Arid, spumy spit clouds from my mouth
like spider sacs.
My eyebrows have termites,
and I’ve never even been to Minnesota, James.
Your life wasn’t wasted. If anybody
reads and loves this poem
mine won’t be, either. My best friend
once said that most poems have
an ordered group of images and a patchwork philosophy
tacked on. My Coke gets flatter. Let them find
philosophy here.
You were lifted, at that instant, to
whatever novalike plane it was that caused
the water moccasin to carry those fish in its mouth
from their drying pond to its own, full and fresh;
that caused the giant sea turtle to keep that woman afloat for three days. I sometimes
bite my tongue in my sleep.
For All Hostages
When the revolutionaries come,
burning my Wallace Stevens and Saint-Saëns,
will I regret I chased
women and men like a fleshy mist,
wanting to plunge in and suffocate
but rarely even feeling short of breath,
that I loved boyish girls and girlish boys,
loved whiskey almost more than either,
that I tempered drink and lust, so surviving
to stand there in the smoke and broken glass?
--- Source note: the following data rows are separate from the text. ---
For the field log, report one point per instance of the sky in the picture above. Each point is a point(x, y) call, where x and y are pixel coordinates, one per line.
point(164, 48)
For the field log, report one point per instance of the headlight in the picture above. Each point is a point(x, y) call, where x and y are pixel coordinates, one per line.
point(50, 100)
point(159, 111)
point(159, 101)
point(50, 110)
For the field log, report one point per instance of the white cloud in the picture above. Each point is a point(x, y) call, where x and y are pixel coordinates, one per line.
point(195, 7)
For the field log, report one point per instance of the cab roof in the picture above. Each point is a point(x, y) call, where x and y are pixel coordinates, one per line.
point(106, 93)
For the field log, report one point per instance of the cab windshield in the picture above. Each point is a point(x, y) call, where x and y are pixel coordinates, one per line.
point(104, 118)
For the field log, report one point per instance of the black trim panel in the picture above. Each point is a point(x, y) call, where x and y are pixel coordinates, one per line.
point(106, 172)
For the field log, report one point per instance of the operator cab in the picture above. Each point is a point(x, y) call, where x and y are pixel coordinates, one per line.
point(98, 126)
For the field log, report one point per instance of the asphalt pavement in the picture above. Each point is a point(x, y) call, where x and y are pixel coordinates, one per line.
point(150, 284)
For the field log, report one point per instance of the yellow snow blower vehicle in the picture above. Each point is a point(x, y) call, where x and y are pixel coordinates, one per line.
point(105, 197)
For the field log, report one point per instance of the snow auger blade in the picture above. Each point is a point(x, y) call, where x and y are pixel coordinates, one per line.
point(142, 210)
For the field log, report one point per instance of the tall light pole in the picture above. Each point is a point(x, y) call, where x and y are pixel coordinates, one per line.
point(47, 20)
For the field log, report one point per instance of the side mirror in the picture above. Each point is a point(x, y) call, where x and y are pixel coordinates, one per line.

Will I have written those poems—so excellent
that they’ll be burned as well,
remembering then that words are souls themselves,
they tune the eons of our hiving blood,
that no flung torch will spread such
teeming red,
that God is an impostor, not a star,
that love splits night’s carapace,
revealing pulpy heaven.
Jean Sibelius Bags a Soviet Plane, 1948
The maestro’s yard, near mossed, penumbral pines,
Echoes the bluesteel hunting rifle’s crack:
The fighter circles, wings off—was it a Yak
9 or Mig 3? No matter. Another shines
In cloudsifted sun, dropping lower. He fires again,
Leading the target this time with a vow
To sacrifice his frozen Eighth if now
He pierces the smirking aircraft, causes pain
For one damned Russian cog . . . so slivery smoke
Trails from the engine. A wobble. The pilot turns
East, igniting oil billows out. Fate’s joke,
He thinks, watching the smeared speck as it burns,
Roils brumy below horizon, its soundless crash
Too soon avenged by his music’s snowclean ash.
Mal de Siècle (I)
Richtofen’s eyes locked on eighty planes:
Eighty tarnished the earth with streaming dust—
His body, data flowing in its veins,
Printed crosshairs on his retinas.
But for all the strutted extensions of his bones,
A tall, black-silkened woman came to him
When he lay wounded—identity unknown
Yet faithfully apparent: was she a slim
Tissued elixir contacting his heart’s red spark,
That creature condensing in every hero’s sheen?
Or did she rise from the swarthy cross—stark
As death’s footprint on his scarlet triplane, stung
From suffering, merely to vanish? Gasoline,
Dope, wine, blood, fire failed him. He died young.